Est-ce à dire que la femme doit avoir fait de grandes études, être bardée de diplômes, maîtriser les sciences de l’Univers, et en plus être belle, pour établir une relation de qualité avec lui ?

NON ! NON ! et NON ! En aucun de ces domaines !

 

Ce qui compte pour Alban, c’est que la femme ait au moins un centre d’intérêt conforme au sien mais pas nécessairement en informatique, astrophysique ou contrôle de gestion, qui, après tout, ne sont que techniques de spécialistes.
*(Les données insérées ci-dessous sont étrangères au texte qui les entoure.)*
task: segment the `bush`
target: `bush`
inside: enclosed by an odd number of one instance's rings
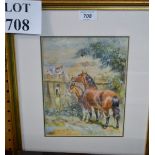
[[[120,101],[122,103],[125,97],[125,86],[123,81],[120,80],[119,76],[114,76],[108,80],[108,83],[108,89],[115,91],[119,95]]]

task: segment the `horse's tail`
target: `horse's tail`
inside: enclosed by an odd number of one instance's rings
[[[117,96],[113,96],[112,98],[112,107],[119,107],[119,98]]]

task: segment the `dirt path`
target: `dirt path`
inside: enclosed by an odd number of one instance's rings
[[[105,120],[96,122],[84,122],[78,117],[71,116],[46,116],[45,133],[46,136],[123,136],[124,112],[121,109],[121,119],[119,129],[115,128],[116,122],[111,117],[109,127],[104,129]]]

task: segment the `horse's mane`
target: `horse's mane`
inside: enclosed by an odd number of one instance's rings
[[[86,81],[87,81],[87,83],[88,83],[88,85],[89,85],[90,87],[95,87],[95,88],[97,88],[94,79],[93,79],[89,74],[87,74],[87,73],[86,73]]]

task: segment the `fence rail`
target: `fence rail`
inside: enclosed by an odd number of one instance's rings
[[[43,82],[53,82],[53,83],[70,83],[71,81],[62,81],[62,80],[52,80],[52,79],[44,79]],[[95,82],[96,85],[107,85],[109,82]]]

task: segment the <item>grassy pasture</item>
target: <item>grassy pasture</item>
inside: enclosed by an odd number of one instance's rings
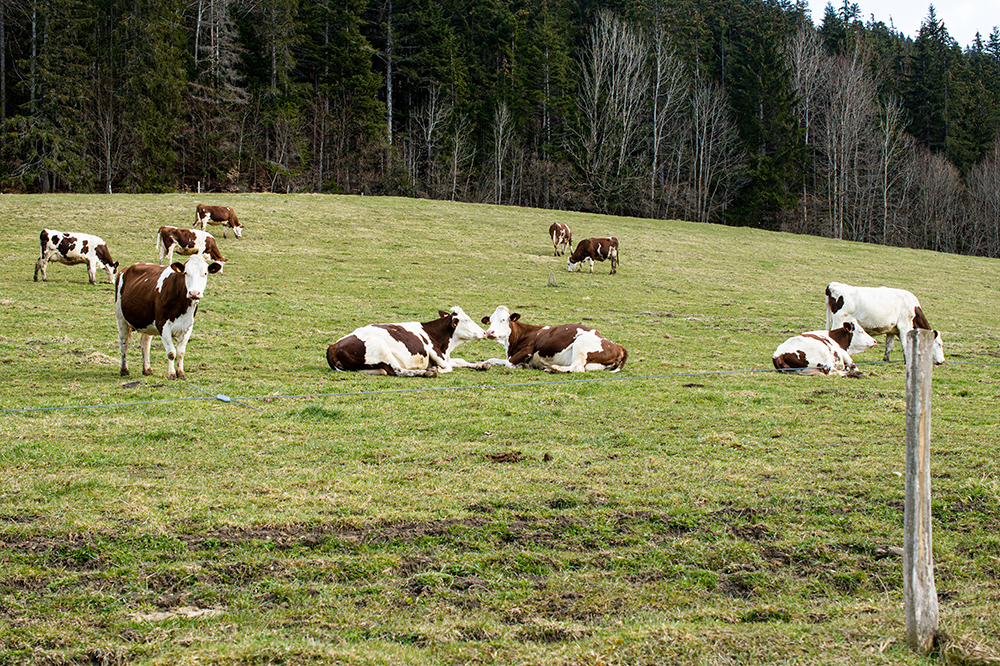
[[[33,282],[38,234],[155,261],[156,229],[199,202],[232,205],[245,233],[212,228],[229,262],[188,380],[166,381],[158,341],[154,375],[133,342],[121,378],[111,285],[59,264]],[[556,220],[617,236],[618,274],[567,273]],[[898,348],[859,380],[748,372],[822,327],[835,279],[910,289],[942,331],[935,657],[1000,659],[996,260],[318,195],[2,195],[0,227],[0,410],[118,405],[0,413],[0,664],[926,663],[892,550]],[[358,326],[501,303],[583,321],[628,364],[326,365]]]

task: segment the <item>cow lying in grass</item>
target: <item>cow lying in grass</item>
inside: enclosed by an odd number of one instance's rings
[[[426,323],[371,324],[346,335],[326,350],[334,370],[399,377],[434,377],[454,368],[486,370],[488,363],[452,358],[463,342],[482,340],[485,332],[460,307],[438,311]]]
[[[504,348],[506,359],[487,363],[508,368],[531,367],[547,372],[618,372],[625,365],[628,351],[583,324],[533,326],[521,322],[521,315],[511,314],[501,305],[489,317],[486,337]]]
[[[876,344],[857,323],[845,321],[832,331],[810,331],[785,340],[774,350],[771,361],[781,372],[863,377],[851,354]]]

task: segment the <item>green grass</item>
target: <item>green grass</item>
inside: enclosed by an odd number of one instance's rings
[[[133,344],[121,378],[111,285],[58,264],[33,282],[38,233],[155,261],[156,229],[198,202],[245,233],[213,228],[229,262],[188,380],[165,379],[156,341],[154,375]],[[618,274],[567,273],[555,220],[617,236]],[[822,327],[835,279],[910,289],[942,331],[935,656],[1000,658],[996,260],[371,197],[3,195],[0,223],[0,409],[31,410],[0,413],[0,664],[926,663],[889,550],[902,363],[750,372]],[[326,365],[358,326],[499,304],[587,323],[628,364]]]

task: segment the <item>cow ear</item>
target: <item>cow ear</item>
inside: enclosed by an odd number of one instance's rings
[[[175,271],[177,271],[178,273],[184,272],[184,264],[182,264],[179,261],[175,261],[174,263],[170,264],[170,267]]]
[[[521,318],[521,313],[520,313],[520,312],[515,312],[515,313],[513,313],[513,314],[512,314],[511,316],[510,316],[510,320],[511,320],[511,321],[517,321],[517,320],[518,320],[518,319],[520,319],[520,318]]]
[[[490,323],[490,318],[489,317],[483,317],[480,321],[482,321],[484,324],[488,324],[488,323]]]
[[[209,273],[218,273],[221,270],[222,270],[222,264],[220,264],[218,262],[213,261],[212,263],[210,263],[208,265],[208,272]]]
[[[445,312],[444,310],[438,310],[439,317],[447,317],[450,314],[451,314],[450,312]]]
[[[854,323],[853,322],[849,322],[849,321],[845,321],[844,322],[844,330],[845,331],[853,331],[854,330]]]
Non, Alban aime tout ce qui touche à l’émotion, à la sensibilité profonde des êtres, leur EUX, et ne communique convenablement que si la femme peut, entre autres :

 

- Être touchée par la beauté grandiose d’un paysage de montagne ou de l’Océan…
- Se pencher sur une fleur de lin, et lui parler…
- Être sensible à la beauté d’un tableau de maître et rejeter tout ce qui est Art Moderne s’il n’y a pas d’émotion ressentie…
- Vibrer à la musique de Tchaikovski et être emportée par l’envol de l’Étoile de l’Opéra, dans Le Lac des Cygnes…
- Ressentir un frisson lorsque la clarinette module le son du concerto de Mozart.
- Vibrer au son du violoncelle de la partition de Schubert : Standchen…
- Rêver sur un coucher de soleil au Cap Sounion, ou ailleurs…
- Être sensible au trésor de Toutankhamon, non pas pour l’or affiché, mais pour ce que les objets sous-tendent de l’âme des pharaons…
- Éprouver une émotion devant une pierre inerte, simplement parce qu’elle a été touchée par un pharaon antique…
- Vibrer devant un vitrail de Chartres…
- Considérer que la poésie n’est pas un art dépassé…
- Prendre la main de son amant et avoir envie d’entrelacer ses doigts dans les siens au bruit assourdissant de l’émotion d’un instant…
- Avoir une délicatesse de comportement pour l’autre…
- Trouver que le mot HARMONIE est un des plus beaux mots de la langue française…

 

***

 

Évidemment, si en plus, la femme est attirante physiquement, on ne peut nier que ce soit un avantage, mais Alban a eu de bien meilleures relations avec un être physiquement moyen, mais ayant quelques-unes des caractéristiques précédentes, plutôt qu’avec une beauté insensible aux émotions.

 

Ce qui est rédhibitoire pour Alban, c’est la vulgarité de paroles ou de comportement, le gros rire sur le salace, la « littérature » type Catherine Machin, la clope collée aux lèvres lorsqu’on conduit, les fautes d’orthographe en cascades dans une correspondance, les abréviations dans un e-mail donnant l’impression qu’on accorde peu de temps à l’autre, l’habitude de féminiser les noms communs….

 

C’est la raison pour laquelle, Alban cherche l’assurance de certaines des qualités qu’il aime, avant de s’avancer en direction du sensuel et du charnel. Pour lui, le charnel est une construction d’harmonie.

 

Une fois, il avait mis la charrette avant les bœufs et s’était retrouvé, au matin avec une absolue étrangère, alors qu’il lui avait fait l’amour pendant la nuit.